Alors que banquiers et dirigeants se retrouvent à Davos, des milliardaires de la Silicon Valley rêvent de créer des îles artificielles indépendantes des États. Et leur permettant d’échapper aux conséquences du changement climatique. Ils discutent avec la Polynésie française pour implanter la première expérience.

Rien de moins qu’un archipel construit ex nihilo, pour échapper à la montée des eaux — et aux normes étatiques. C’est le rêve que caresse The Seasteading Institute (TSI), une association basée à San Francisco qui rassemble certains cerveaux fortunés de la Silicon Valley.

Devant un décor d’atoll de rêve, Joe Quirk, essayiste états-unien et porte-parole du mouvement, exalte les vertus humanistes des îles artificielles. « Enrichir les pauvres », « nourrir les affamés », « purifier l’atmosphère » : autant d’idées qui constituent les « huit grands impératifs moraux » que se donne l’Institut.

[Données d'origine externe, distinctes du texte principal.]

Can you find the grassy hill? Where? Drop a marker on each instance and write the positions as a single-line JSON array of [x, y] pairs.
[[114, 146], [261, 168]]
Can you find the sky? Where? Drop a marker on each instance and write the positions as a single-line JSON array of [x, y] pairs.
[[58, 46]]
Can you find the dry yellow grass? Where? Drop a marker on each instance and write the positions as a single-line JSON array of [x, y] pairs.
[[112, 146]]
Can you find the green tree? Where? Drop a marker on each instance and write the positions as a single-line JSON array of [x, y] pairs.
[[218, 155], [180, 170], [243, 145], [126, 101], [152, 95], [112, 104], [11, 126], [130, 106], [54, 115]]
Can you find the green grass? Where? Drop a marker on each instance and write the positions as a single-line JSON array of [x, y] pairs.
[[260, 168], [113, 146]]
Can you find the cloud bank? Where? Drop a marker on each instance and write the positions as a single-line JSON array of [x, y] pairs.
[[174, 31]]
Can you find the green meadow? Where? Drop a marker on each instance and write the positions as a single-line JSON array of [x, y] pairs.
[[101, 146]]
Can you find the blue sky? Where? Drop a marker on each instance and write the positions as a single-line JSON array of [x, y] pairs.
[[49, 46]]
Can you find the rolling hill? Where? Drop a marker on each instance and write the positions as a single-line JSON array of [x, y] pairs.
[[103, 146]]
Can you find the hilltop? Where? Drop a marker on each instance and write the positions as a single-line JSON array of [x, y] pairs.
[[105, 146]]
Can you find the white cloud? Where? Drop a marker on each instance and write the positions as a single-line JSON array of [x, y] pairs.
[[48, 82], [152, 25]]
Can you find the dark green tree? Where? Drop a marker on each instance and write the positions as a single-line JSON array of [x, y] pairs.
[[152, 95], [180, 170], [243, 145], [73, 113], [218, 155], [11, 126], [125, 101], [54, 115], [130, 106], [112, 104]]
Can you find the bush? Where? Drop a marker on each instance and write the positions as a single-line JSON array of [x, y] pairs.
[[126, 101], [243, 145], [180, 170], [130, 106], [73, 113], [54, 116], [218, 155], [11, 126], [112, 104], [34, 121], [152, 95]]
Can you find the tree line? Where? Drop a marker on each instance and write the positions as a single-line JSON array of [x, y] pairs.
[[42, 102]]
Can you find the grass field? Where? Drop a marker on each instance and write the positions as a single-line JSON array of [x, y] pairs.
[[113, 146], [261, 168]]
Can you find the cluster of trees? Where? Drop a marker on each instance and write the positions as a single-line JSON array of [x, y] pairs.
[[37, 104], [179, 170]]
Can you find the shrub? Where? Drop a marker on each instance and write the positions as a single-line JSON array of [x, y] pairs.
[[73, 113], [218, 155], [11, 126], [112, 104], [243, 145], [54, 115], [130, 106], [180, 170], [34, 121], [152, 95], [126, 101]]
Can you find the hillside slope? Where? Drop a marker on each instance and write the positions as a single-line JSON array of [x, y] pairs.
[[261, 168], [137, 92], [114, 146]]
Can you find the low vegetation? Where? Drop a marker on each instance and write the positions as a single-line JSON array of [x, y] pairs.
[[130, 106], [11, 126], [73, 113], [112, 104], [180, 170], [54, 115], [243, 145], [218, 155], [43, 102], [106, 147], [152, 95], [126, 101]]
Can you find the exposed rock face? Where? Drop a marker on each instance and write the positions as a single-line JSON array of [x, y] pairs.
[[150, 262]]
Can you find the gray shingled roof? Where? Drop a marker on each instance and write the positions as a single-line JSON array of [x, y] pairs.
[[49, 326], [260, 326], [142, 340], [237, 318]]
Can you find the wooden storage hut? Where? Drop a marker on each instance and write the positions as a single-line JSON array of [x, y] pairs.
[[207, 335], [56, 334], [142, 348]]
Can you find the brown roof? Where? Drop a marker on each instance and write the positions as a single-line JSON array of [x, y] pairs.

Le TSI remonte à 2008. Il naît sous l’impulsion de Patri Friedman, petit-fils du célèbre économiste Milton Friedman, dont les ouvrages comme Capitalisme et liberté et La liberté du choix ont nourri Ronald Reagan, Margaret Thatcher et les néolibéraux actuels. Bien vite s’y associe une des plus grosses fortunes de la Silicon Valley : Peter Thiel. Cofondateur du système de paiement électronique PayPal, le milliardaire est notoirement opposé à toute intervention étatique dans l’économie. De tous les entrepreneurs de la Silicon Valley, il est le seul à avoir publiquement appelé à voter Donald Trump. En outre, il fait partie des plus importants financeurs du transhumanisme, car selon lui, « il est impossible de fixer a priori les limites de notre durée de vie ».

Tous les volets pratiques de la vie sur des îles artificielles (...)

Friedman et Thiel appartiennent à une même école de pensée : le libertarisme, qui prône l’absolue indépendance des individus envers toute forme de gouvernement. Pour échapper aux normes fédérales et à l’imposition, leur vient alors l’idée de profiter des solutions techniques qu’offre la géo-ingénierie pour construire des îles artificielles, situées en eaux internationales — ou à défaut dans des zones franches comme en Polynésie — afin d’échapper à toute réglementation. (...)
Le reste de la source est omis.